Only 40% of Ebola Donations Have Been Received By Affected Countries
I saw this interesting write up on The Verge.com.
Enjoy the read:
The international response to the Ebola crisis was more generous than most health policy experts predicted, but the actual deployment of those resources has been extremely slow, according to an analysis of Ebola donations published today in the British Medical Journal. So far, only 40 percent of Ebola donation pledges have been paid out, and according to the author of the study, the delayed response from international health agencies might be to blame.
"The WHO and others didn’t ask for money soon enough," says Karen Grépin, a global health policy researcher at New York University and the author of the study. "There’s no doubt in my mind that the delay between the time when the WHO learned about the outbreak and the time when the WHO and others called for donations was really too long." Both the WHO and the World Bank failed to respond to The Verge's requests for comment.
The current Ebola epidemic has infected over 22,000 people and has killed more than 8,500, according to the WHO’s latest report. Guinea’s Ministry of Health told the WHO about its Ebola outbreak in March 2013, but the WHO didn’t declare a state of emergency until August. As a result, most organizations waited to donate to the cause. And because there’s usually a long delay between the time when pledges are made to when they’re paid out, the money is still just trickling into affected countries. "When you have exponential growth of cases, any delay can have life and death consequences for people," she says. "For Ebola the consequences are pretty stark."
In the study, Grépin used data from the United Nations Office for the Coordination of Humanitarian Affairs’ financial tracking system to figure out a timeline of Ebola donations. She found that only 40 percent of pledges — or about two-thirds of the amount requested by affected countries — had been received by their intended recipients by the end of 2014. This amounts to about $1.09 billion of $2.89 billion in pledges.
This delay wasn’t uniform. The US has been the largest donor thus far, with a total of $900 million in pledges, and it has paid out about 95 percent of the money it promised. The UK and the World Bank are the second- and third-largest donors, with pledges amounting to $307 million and $230 million, respectively. Yet the World Bank has only funded abut half of its total pledges. Grépin thinks this might be because the World Bank's donations tend to be shunted into a more complex program, where they do things like extend loans or pay health care workers' salaries.

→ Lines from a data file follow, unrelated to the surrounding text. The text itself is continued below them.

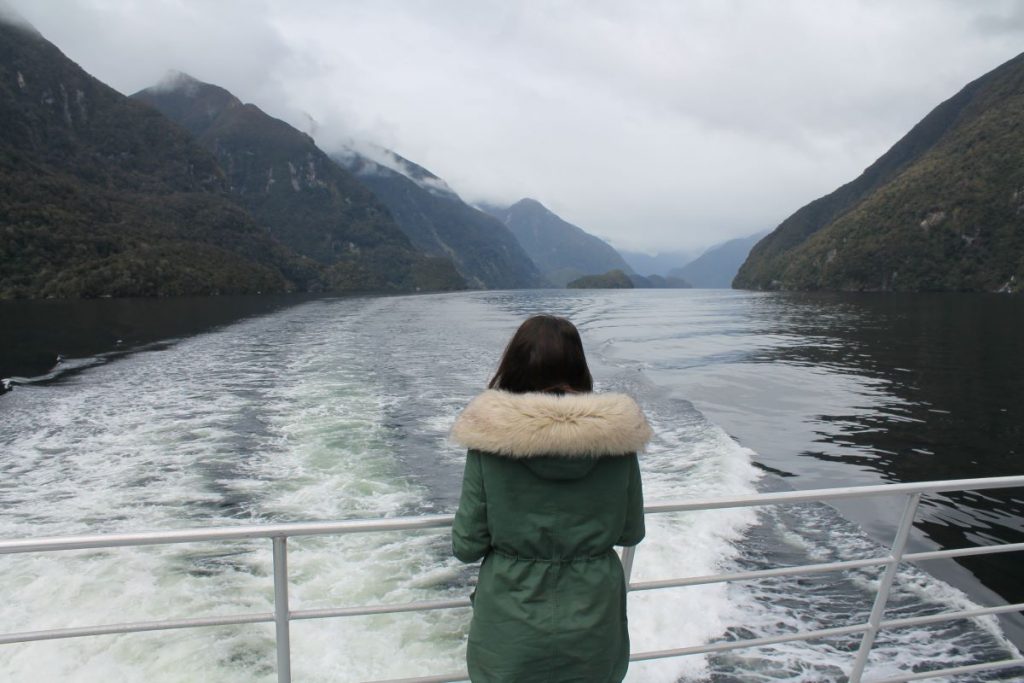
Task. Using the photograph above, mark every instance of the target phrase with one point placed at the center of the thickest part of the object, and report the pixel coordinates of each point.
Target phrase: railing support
(281, 610)
(628, 553)
(885, 586)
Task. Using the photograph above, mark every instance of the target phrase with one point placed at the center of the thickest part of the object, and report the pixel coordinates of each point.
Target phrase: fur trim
(526, 425)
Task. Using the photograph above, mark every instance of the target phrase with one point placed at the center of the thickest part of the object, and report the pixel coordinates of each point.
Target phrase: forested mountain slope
(438, 222)
(302, 198)
(100, 196)
(562, 251)
(942, 210)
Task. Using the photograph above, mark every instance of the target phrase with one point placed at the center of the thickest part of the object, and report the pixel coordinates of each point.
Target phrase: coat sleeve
(634, 529)
(470, 536)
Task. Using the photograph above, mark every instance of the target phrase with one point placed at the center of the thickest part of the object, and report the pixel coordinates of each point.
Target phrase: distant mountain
(660, 263)
(717, 266)
(562, 251)
(304, 200)
(100, 196)
(943, 209)
(658, 283)
(438, 222)
(613, 280)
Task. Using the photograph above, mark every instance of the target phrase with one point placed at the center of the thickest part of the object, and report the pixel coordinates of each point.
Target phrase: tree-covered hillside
(304, 199)
(438, 222)
(562, 251)
(103, 197)
(943, 210)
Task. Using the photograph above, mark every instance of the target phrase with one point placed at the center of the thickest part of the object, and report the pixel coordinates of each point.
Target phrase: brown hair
(544, 354)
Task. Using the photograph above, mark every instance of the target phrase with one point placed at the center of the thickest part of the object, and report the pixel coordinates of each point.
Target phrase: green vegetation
(943, 210)
(301, 197)
(612, 280)
(562, 251)
(438, 222)
(101, 196)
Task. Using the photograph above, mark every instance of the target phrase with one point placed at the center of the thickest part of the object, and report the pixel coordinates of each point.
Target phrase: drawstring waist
(553, 560)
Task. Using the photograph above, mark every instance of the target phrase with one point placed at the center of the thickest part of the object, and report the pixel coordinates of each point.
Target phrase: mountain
(943, 209)
(717, 266)
(658, 282)
(438, 222)
(612, 280)
(562, 251)
(100, 196)
(660, 263)
(303, 199)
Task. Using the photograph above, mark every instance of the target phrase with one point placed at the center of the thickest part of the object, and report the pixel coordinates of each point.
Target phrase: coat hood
(551, 427)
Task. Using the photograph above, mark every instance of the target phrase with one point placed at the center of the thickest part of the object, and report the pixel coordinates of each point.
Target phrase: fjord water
(339, 408)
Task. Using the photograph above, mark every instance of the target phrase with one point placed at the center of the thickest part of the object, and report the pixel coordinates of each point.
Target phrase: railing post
(628, 553)
(885, 585)
(281, 609)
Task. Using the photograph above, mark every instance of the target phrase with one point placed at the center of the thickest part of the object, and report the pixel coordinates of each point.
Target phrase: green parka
(551, 484)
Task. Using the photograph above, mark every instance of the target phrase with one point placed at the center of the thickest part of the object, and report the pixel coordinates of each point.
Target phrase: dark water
(844, 389)
(248, 422)
(38, 336)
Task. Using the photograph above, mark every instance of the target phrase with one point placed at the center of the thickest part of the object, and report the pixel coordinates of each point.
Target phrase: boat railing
(283, 614)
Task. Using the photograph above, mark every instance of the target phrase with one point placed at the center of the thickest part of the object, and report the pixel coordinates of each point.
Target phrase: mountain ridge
(303, 198)
(563, 252)
(102, 197)
(438, 222)
(940, 210)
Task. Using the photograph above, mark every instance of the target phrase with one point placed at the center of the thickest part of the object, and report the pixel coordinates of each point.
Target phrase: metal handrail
(283, 614)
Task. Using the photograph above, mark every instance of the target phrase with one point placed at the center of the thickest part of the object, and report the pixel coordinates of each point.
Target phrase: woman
(551, 484)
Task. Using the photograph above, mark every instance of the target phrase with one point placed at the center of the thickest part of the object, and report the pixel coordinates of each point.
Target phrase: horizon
(640, 144)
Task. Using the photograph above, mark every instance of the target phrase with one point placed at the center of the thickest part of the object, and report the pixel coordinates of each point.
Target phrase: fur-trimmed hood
(529, 425)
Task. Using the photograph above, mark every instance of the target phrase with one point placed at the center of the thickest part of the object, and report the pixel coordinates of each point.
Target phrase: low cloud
(659, 125)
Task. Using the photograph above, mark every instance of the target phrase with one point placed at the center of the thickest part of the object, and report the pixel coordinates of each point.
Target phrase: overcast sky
(654, 125)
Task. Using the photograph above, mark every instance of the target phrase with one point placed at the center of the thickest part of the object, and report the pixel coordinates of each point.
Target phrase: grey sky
(655, 124)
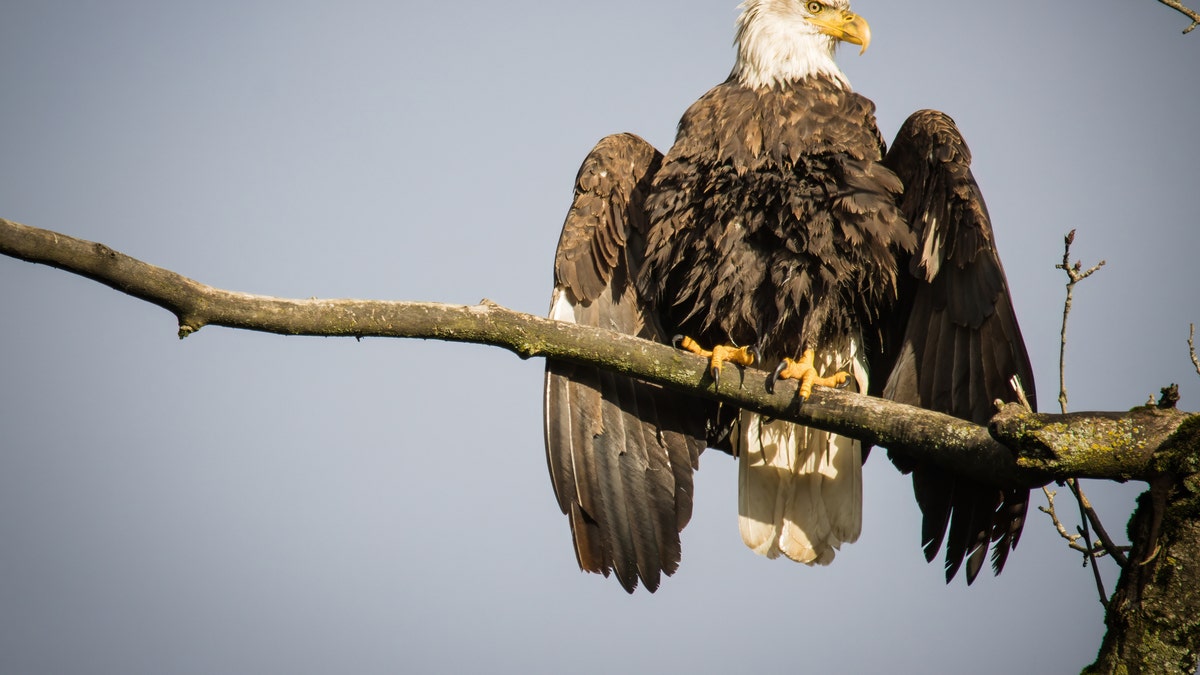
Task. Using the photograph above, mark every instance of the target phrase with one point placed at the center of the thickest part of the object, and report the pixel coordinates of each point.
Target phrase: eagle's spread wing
(621, 452)
(961, 344)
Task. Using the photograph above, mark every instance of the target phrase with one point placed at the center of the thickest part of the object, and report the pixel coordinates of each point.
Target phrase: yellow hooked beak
(843, 24)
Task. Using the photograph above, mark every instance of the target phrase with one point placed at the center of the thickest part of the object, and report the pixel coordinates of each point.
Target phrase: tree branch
(1189, 13)
(1119, 446)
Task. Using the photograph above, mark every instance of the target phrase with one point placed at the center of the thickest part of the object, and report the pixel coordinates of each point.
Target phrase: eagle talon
(718, 356)
(807, 374)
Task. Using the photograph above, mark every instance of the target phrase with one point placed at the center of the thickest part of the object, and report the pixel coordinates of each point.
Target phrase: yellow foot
(807, 374)
(719, 356)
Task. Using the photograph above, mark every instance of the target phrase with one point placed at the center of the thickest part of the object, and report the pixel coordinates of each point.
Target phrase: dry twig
(1192, 346)
(1189, 13)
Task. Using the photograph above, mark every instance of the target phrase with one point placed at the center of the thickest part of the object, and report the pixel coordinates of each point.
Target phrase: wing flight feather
(961, 342)
(621, 452)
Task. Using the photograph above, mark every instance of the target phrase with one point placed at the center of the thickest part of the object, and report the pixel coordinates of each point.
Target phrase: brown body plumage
(778, 220)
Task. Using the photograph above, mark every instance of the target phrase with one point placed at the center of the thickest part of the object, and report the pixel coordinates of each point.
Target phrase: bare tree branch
(1189, 13)
(1192, 346)
(1073, 276)
(1119, 446)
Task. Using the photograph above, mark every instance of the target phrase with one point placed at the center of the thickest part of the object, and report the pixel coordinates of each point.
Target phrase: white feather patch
(799, 489)
(561, 305)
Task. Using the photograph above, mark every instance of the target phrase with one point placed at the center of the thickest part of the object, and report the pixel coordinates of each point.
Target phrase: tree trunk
(1153, 617)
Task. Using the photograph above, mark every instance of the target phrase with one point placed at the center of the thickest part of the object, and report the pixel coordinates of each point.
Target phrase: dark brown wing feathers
(961, 342)
(621, 452)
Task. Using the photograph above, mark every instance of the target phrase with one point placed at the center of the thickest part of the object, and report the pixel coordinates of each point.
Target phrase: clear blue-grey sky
(240, 502)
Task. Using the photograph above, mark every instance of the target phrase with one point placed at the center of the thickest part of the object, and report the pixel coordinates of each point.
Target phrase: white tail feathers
(799, 489)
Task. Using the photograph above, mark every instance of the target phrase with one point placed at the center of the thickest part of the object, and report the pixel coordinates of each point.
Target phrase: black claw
(756, 353)
(773, 377)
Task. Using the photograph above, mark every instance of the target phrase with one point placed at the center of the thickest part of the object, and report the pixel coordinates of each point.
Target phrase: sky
(241, 502)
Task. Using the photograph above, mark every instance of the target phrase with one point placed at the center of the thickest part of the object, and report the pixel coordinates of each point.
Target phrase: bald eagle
(779, 223)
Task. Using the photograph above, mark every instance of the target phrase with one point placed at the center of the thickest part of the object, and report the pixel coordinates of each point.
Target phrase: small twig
(1189, 13)
(1104, 542)
(1086, 514)
(1073, 276)
(1192, 346)
(1095, 550)
(1083, 518)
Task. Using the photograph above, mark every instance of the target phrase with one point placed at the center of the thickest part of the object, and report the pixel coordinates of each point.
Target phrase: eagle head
(785, 41)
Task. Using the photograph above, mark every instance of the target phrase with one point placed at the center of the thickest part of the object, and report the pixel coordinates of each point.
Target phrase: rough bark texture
(1155, 615)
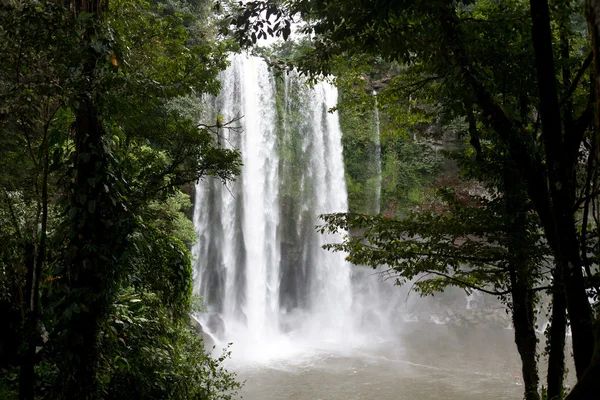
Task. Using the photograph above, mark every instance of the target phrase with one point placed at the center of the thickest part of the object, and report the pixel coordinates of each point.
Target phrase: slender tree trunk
(561, 176)
(91, 267)
(521, 281)
(556, 340)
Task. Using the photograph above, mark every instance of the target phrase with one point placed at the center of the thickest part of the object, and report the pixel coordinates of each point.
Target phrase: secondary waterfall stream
(304, 324)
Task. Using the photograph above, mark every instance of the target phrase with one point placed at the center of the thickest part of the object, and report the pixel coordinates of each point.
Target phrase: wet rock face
(208, 340)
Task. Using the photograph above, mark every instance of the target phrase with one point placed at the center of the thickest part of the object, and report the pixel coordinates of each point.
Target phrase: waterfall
(377, 201)
(260, 268)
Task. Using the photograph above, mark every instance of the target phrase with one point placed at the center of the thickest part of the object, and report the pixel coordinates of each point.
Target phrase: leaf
(91, 206)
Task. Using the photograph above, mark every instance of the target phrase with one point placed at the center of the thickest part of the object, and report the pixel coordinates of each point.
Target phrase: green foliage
(96, 138)
(466, 246)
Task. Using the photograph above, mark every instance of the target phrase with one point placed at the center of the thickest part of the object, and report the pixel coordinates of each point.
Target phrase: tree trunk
(91, 260)
(521, 281)
(556, 340)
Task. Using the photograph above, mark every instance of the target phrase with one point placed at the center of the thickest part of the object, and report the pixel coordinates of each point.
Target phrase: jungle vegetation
(518, 84)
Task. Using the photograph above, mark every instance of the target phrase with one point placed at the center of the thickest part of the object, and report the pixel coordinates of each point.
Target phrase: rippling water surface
(422, 362)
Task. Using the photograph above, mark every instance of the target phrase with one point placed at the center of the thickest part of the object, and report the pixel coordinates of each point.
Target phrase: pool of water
(422, 361)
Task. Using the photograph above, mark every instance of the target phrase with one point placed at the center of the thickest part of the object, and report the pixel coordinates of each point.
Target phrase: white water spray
(263, 298)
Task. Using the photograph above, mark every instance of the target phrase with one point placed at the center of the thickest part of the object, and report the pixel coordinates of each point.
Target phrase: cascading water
(260, 266)
(377, 205)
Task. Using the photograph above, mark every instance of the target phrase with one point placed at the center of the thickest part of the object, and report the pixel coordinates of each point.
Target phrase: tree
(87, 110)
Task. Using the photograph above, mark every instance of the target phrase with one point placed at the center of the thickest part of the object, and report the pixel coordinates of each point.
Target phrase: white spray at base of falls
(266, 282)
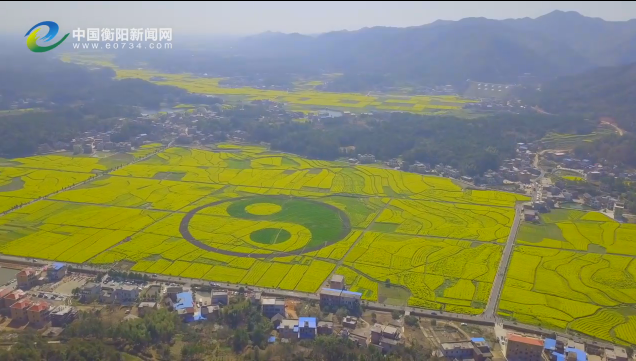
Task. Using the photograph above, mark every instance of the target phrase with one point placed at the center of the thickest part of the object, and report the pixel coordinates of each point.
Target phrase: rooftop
(4, 291)
(147, 304)
(307, 322)
(550, 344)
(15, 295)
(39, 306)
(271, 301)
(330, 292)
(184, 300)
(61, 310)
(22, 304)
(337, 278)
(457, 345)
(580, 354)
(620, 351)
(525, 339)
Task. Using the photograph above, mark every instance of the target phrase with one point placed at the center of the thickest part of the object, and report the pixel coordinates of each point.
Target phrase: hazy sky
(225, 17)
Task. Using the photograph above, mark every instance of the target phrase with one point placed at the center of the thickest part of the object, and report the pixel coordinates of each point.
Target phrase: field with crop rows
(305, 99)
(580, 230)
(588, 293)
(244, 214)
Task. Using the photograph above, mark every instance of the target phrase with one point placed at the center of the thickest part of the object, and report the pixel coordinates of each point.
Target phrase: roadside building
(523, 348)
(325, 328)
(277, 319)
(173, 291)
(3, 293)
(288, 329)
(185, 306)
(307, 328)
(56, 271)
(529, 215)
(220, 298)
(38, 313)
(144, 307)
(350, 322)
(336, 297)
(19, 310)
(210, 311)
(12, 297)
(271, 306)
(481, 350)
(90, 292)
(458, 350)
(126, 293)
(27, 278)
(337, 282)
(62, 316)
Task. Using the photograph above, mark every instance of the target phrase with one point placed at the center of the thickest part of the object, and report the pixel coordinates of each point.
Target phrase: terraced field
(574, 271)
(246, 215)
(304, 100)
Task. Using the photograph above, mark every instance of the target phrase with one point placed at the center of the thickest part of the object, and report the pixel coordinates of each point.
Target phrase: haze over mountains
(558, 43)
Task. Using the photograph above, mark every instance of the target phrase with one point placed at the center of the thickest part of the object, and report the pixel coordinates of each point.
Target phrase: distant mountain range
(555, 44)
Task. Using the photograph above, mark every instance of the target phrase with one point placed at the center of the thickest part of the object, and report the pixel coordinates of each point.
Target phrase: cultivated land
(575, 271)
(245, 215)
(304, 100)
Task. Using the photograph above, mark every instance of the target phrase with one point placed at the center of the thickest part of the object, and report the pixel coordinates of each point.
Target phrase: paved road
(493, 302)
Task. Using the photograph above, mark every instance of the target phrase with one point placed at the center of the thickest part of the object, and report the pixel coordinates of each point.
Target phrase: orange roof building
(38, 313)
(19, 310)
(523, 348)
(13, 296)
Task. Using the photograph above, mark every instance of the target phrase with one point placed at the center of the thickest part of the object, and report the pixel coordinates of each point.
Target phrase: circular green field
(326, 223)
(263, 209)
(270, 235)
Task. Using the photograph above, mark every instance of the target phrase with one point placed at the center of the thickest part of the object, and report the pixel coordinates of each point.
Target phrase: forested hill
(443, 52)
(607, 91)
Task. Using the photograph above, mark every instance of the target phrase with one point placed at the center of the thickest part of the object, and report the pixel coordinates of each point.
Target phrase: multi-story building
(12, 297)
(337, 282)
(56, 271)
(523, 348)
(173, 291)
(325, 328)
(62, 316)
(19, 310)
(90, 292)
(288, 329)
(458, 350)
(126, 293)
(27, 278)
(38, 313)
(339, 297)
(272, 306)
(307, 328)
(220, 298)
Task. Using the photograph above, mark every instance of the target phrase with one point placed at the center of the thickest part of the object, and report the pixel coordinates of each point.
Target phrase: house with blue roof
(307, 328)
(335, 297)
(56, 271)
(580, 354)
(185, 305)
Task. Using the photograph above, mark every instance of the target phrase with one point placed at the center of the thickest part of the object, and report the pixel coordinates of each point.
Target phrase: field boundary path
(495, 293)
(479, 319)
(91, 179)
(364, 231)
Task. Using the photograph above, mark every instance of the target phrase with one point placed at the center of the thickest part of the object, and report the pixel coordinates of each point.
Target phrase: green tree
(240, 339)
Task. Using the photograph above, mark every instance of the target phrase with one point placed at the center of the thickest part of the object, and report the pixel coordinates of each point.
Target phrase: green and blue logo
(33, 37)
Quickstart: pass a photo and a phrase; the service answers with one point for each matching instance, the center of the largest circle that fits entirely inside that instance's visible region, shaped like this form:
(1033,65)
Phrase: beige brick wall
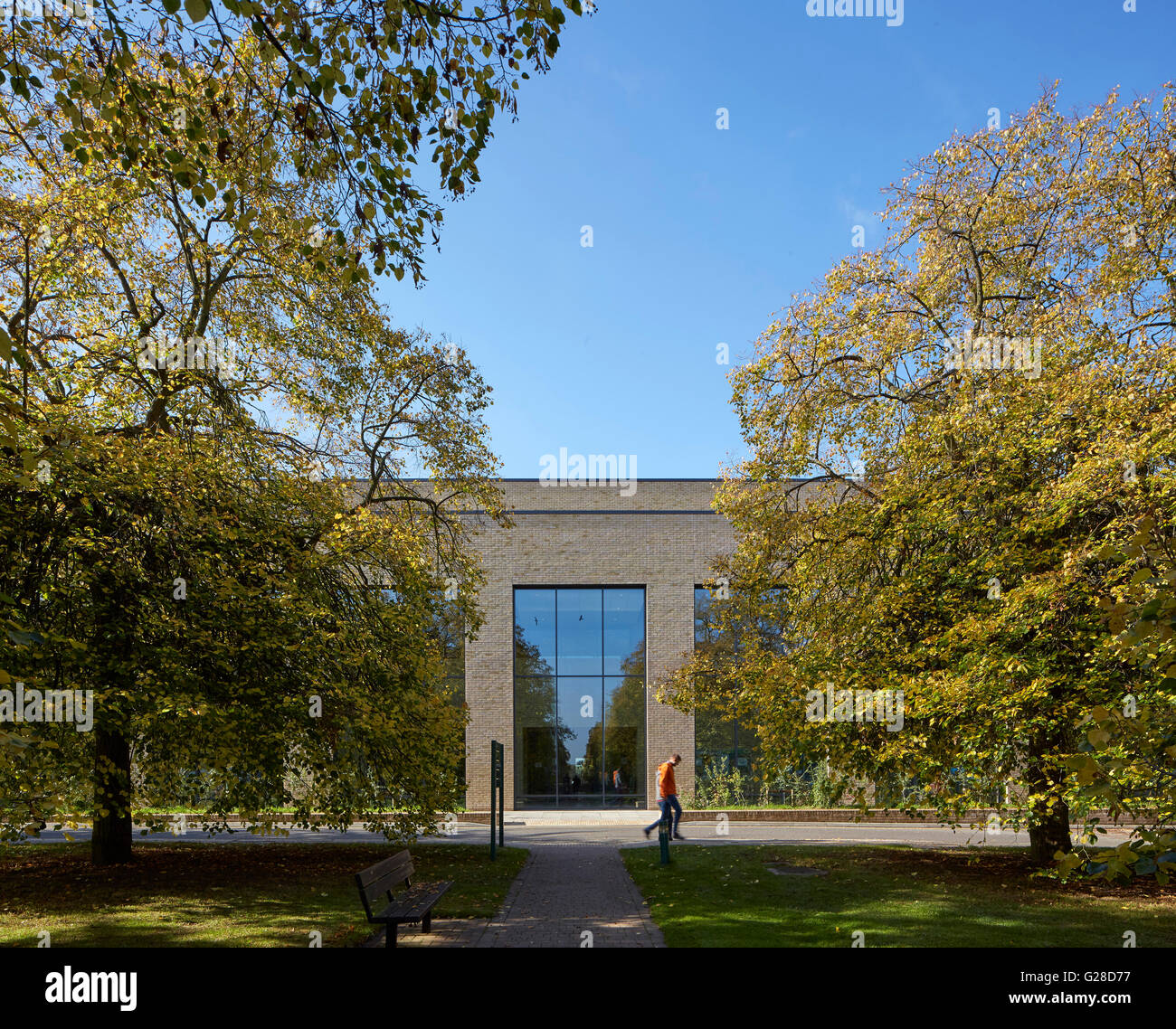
(662,538)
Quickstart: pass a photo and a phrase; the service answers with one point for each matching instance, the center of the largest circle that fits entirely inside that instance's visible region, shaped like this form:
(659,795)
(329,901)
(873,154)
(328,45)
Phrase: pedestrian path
(564,896)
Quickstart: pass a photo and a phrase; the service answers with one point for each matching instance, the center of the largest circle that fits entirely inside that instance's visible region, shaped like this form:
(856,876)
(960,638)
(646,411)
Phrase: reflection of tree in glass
(536,717)
(624,715)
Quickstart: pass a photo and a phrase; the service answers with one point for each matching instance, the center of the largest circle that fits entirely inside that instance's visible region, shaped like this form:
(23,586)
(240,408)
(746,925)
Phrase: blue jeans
(666,805)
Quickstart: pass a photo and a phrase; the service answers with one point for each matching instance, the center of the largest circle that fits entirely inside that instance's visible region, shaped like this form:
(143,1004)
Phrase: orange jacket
(666,785)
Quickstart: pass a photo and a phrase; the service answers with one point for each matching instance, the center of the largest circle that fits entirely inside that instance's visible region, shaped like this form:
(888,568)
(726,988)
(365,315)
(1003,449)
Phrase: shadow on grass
(727,896)
(210,895)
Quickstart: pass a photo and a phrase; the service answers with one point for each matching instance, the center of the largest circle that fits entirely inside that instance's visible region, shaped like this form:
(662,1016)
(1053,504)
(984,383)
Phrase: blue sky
(700,235)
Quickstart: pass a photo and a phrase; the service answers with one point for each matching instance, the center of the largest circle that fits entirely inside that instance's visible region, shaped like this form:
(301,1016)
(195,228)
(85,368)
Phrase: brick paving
(564,896)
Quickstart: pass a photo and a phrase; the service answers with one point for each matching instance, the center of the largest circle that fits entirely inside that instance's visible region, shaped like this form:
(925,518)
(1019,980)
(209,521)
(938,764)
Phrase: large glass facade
(580,696)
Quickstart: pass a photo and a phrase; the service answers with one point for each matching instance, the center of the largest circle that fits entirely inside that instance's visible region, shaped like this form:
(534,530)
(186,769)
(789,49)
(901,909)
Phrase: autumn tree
(918,515)
(201,543)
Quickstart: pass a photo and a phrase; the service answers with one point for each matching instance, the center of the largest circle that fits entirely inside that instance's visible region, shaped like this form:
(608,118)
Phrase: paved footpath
(573,896)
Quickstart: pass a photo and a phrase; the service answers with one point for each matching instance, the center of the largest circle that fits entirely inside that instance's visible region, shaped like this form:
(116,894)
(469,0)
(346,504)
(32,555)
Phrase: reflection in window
(580,693)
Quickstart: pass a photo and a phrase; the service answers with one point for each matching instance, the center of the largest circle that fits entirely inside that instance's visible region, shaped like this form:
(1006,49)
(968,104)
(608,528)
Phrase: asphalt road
(630,835)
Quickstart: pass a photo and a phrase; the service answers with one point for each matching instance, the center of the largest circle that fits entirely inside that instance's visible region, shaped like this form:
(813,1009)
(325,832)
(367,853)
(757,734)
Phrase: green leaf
(196,10)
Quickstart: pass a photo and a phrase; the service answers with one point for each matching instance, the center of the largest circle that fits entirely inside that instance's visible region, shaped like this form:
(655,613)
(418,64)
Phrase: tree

The analysis also revealed that Liberia received far more pledges than Sierra Leone, despite the fact that Sierra Leone has experienced double the amount of Ebola cases. This is largely due to political ties, Grépin explains. For historical reasons, "Liberia is a large recipient from the US government, and the US government is far more generous," she says, whereas Guinea largely received aid from francophone countries, and the UK gave to Sierra Leone.
Overall, international organizations received more money than affected countries. This isn’t all that surprising, Grépin says; international organizations often have better results scaling up their efforts and recruiting foreign medical teams than a country whose health system is decimated. But it may have some long-term consequences. "Stand-alone treatment centers were constructed, and in some cases they are being knocked down now," she says. Building nonpermanent structures and bringing in foreign doctors is "probably the right call for expediency purposes," but these sorts of efforts don’t really help a country avoid public health crises in the future.
Understanding exactly what went wrong within the WHO won’t be easy. But it might be possible to fix the problem before we have full knowledge of them. Grépin thinks that creating an independent body charged with assessing these situations as they arise instead of relying on a declaration from the
WHO's director could speed up the process. Countries have 24 hours to report a public health threat, she says, so "why isn’t there a comparable, automatic system at the international level?
Grépin’s analysis doesn’t perfectly capture Ebola-related aid efforts. The database she used is updated daily, but it relies mostly on self-reporting. This means that some large donors probably weren’t in the analysis, she says. Moreover, the UN’s financial tracking system was very good about updating pledge dates, but didn’t always have information about when the donations actually came through.
Finally, the database doesn’t include typical World Bank interventions like extending a country’s line of credit. "Tracking resources in times of crisis are challenging," Grepin says. And the Ebola epidemic carries a set of peculiarities that may have complicated the endeavor. "Never before has a public health emergency also been considered a humanitarian crisis," she says.
What’s perhaps most striking about the analysis is the fact that some donors started to give small sums before the WHO declared an emergency. "It’s kind of puzzling because it seems like this was more important to the donors than to the WHO," Grépin says. "I think we're going to try to account for the [delay] for years to come."